We’ve just released the Fragile Families Challenge data in .dta format, which means the files now include metadata that was not available in the .csv files that we initially released. The .dta format is native to Stata, and you might prefer to use R. So, in this post, I’ll give some pointers to getting up and running with the .dta file in R. If you have questions—and suggestions—please feel free to post them at the bottom of this post.
Here’s how you can read in the .dta files (and I’ll read in the .csv file too so that we can compare them):
ffc.stata <- read_dta(file = "background.dta")
ffc.csv <- read_csv(file = "background.csv")
One you start working with ffc.stata, one thing you will notice is that many columns are of type labelled, which is not common in R. To convert labelled to factors, use as_factor (not as.factor). For more on labelled and as_factors, see the documentation of haven.
Another thing you will notice is that some of the missing data codes from the Stata file don’t get converted to NA. For example, consider the variable "m1b9b11" for the person with challengeID 1104. This is a missing value that should be NA. This gets parsed correctly in the csv files but not the Stata file.

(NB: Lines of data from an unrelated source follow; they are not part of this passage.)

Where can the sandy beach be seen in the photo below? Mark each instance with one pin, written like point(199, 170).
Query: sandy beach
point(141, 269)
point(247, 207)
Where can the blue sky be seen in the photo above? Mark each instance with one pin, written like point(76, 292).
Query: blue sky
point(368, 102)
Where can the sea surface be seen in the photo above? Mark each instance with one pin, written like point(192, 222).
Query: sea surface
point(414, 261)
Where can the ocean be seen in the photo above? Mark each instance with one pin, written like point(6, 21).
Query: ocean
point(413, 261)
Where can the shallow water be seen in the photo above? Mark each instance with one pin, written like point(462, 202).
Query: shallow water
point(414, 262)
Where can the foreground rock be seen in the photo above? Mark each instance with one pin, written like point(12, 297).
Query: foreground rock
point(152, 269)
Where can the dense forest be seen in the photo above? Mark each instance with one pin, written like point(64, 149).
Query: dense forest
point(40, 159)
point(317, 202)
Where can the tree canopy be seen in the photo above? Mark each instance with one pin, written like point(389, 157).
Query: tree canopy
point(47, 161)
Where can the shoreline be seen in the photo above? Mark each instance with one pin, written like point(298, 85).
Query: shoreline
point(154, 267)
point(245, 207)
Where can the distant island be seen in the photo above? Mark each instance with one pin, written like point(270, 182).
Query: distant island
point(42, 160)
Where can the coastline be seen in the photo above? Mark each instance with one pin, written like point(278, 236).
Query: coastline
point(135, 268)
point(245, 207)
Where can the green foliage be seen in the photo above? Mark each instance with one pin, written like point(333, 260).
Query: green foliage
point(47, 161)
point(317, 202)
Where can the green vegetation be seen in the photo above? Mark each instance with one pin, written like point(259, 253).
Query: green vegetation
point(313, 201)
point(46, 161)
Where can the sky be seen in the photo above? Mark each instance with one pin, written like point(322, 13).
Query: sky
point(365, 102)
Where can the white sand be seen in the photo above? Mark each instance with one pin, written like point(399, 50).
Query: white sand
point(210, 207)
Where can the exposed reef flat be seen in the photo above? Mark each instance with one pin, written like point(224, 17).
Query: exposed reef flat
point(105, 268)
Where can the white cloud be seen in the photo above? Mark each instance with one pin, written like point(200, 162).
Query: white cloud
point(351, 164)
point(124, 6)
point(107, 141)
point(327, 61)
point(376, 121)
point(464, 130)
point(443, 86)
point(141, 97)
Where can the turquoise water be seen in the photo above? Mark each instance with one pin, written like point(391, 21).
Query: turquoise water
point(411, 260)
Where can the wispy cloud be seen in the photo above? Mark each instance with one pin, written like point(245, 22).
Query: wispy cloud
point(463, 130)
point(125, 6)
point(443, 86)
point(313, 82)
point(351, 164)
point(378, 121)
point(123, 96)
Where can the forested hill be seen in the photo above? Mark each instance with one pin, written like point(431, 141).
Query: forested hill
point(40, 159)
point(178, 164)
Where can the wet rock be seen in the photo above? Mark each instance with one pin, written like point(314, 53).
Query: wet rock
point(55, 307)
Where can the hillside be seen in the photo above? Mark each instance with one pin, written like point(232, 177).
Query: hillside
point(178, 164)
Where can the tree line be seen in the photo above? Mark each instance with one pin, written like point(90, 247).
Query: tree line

If you have questions---and suggestions---about working with .dta files in R, please feel free to post them below.
- The read_dta function in haven is a wrapper around the ReadStat C library.
- The read.dta function in the foreign library was popular in the past, but that function is now frozen and will not support anything after Stata 12.
- Another way to read .dta files into R is the readstata13 package, which, despite what the name suggests, can read Stata 13 and Stata 14 files.